Four key principles for companies to use data targeting in a positive way.
By Dr David Stillwell, University Lecturer in Big Data Analytics & Quantitative Social Science at Cambridge Judge Business School and Academic Director of the Psychometrics Centre
BBC Click, the broadcaster’s tech programme, aired its 1,000th episode earlier this month. To celebrate, it created a “Choose your own adventure” TV show, in which you – the viewer – make choices about what to watch next. Do you want to watch a segment about self-driving vehicles or one about robotics innovations in Africa? Instead of everyone watching the same programme, the TV is personalised to you.
But there’s a twist. While you watch the TV, the TV watches you. The choices you make are recorded and used to profile you, including and especially the seemingly inconsequential ones.

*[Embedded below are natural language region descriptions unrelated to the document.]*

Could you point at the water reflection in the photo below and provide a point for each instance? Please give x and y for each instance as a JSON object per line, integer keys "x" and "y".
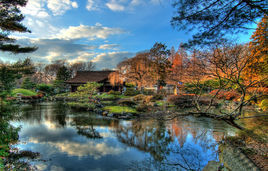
{"x": 83, "y": 141}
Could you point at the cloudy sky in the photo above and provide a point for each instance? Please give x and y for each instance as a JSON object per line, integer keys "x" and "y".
{"x": 102, "y": 31}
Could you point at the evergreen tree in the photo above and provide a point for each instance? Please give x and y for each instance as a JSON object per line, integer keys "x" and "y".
{"x": 63, "y": 73}
{"x": 10, "y": 21}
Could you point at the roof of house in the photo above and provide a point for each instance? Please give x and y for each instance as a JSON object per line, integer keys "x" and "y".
{"x": 89, "y": 76}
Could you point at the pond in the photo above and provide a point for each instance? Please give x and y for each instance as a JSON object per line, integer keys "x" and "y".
{"x": 70, "y": 140}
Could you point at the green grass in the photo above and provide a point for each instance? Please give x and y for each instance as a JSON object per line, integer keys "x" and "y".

For example, before the programme even starts you’re asked to choose whether “I’m ready” or “LET’S DO THIS!!!!” The former constrained language is how introverts talk, the latter is more likely to be the exclamation of an extrovert. One little choice does not build a full profile, but after many choices a consistent picture starts to emerge.
The programme takes profiling to its logical conclusion. Once your personality has been profiled, you are shown an advert for a fictitious Smart Glasses product. But the specific advert you see is tailored to your profile. If you’re extroverted, the advert might be at a thrilling music festival with thousands of people crowding. If you’re introverted, the advert might be you at home with your loved ones.

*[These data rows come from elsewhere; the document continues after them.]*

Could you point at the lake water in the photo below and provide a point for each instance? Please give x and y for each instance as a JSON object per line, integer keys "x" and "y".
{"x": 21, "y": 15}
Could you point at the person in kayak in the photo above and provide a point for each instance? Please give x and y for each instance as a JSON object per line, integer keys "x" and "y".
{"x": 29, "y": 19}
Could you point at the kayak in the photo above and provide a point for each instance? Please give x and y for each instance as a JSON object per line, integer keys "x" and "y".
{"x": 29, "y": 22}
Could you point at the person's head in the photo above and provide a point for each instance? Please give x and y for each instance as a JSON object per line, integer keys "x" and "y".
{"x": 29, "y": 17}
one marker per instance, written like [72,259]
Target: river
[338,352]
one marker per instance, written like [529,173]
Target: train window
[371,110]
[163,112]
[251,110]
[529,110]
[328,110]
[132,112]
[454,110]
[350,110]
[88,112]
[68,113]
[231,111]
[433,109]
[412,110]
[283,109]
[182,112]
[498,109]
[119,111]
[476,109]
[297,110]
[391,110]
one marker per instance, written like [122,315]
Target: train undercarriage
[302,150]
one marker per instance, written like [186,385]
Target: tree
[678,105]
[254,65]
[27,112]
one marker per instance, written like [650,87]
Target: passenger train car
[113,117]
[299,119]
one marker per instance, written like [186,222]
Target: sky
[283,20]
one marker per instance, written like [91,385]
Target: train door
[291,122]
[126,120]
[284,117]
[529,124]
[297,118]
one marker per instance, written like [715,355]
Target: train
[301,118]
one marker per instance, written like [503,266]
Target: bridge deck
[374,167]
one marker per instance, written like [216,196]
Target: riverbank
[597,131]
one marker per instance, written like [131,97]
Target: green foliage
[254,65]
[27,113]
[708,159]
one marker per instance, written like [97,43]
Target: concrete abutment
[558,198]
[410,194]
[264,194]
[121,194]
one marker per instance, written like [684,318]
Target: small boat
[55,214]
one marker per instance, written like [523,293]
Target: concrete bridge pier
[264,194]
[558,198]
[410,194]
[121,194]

The BBC Click personality profiling, which I advised the programme makers on, mirrors my own research. I found that Facebook Likes can predict personality and other intimate traits. Even a few Likes per week add up into a consistent picture of a user after years of social media use.
This type of profiling predates the digital era, as the 70-year-old credit card or supermarket loyalty card have long collected huge amounts of data for marketers. But in the age of the Alexa smart speaker and ubiquitous social media, this type of profiling now happens all the time – so unlike throwing away a credit card, it’s now virtually impossible to opt out of having data like this recorded.

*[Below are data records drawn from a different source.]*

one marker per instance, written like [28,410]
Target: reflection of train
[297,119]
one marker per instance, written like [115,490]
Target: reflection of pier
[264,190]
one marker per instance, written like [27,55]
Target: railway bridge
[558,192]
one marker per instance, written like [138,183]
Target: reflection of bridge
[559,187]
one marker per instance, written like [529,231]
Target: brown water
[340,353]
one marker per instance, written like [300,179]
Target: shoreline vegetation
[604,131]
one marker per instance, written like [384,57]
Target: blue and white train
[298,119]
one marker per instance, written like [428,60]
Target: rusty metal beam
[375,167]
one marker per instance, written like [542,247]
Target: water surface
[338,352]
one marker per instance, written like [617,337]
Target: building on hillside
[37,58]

Regulators are currently grappling with what to do about such targeting, if anything. But the challenge boils down to this: whether targeting is positive or negative depends how it is used.
People quite like personalised recommendations of what to read next on their Kindle or what to listen to next on their Spotify – and we even found that most people prefer personalised adverts to generic ones. But data can also be used against us in ways that make us uncomfortable: we don’t understand why we see the adverts we do, so many find it creepy.
So I suggest four key principles for companies using personalised data in a way that makes people comfortable, as I outlined in presentations at the EU Parliament and to the EU’s Data Protection Supervisor earlier this year.
- Be transparent in what data they’re using for what purposes. People want to know not just what data is being collected from them, but what it’s going to be used for.
- Explain why the data is relevant for those purposes. In 2016, when Admiral car insurance proposed to use Facebook data to set insurance premiums, people didn’t understand why their social media profile has anything to do with their driving behaviour.
- Put users in control by asking them to opt in and giving them the option to opt out if they change their mind. This needs to be as easy to use as the simple and sleek apps created by tech companies.
- Use data in a way that benefits not just the company but also the people who provided the data. Ultimately, executives should not ask “how can we use data to make more money?” but instead “how can we use data to make a better product?”
Clear articulation of some key principles – coupled with public pressure for compliance – will go a long way to ensuring that data need not be a bad four-letter word.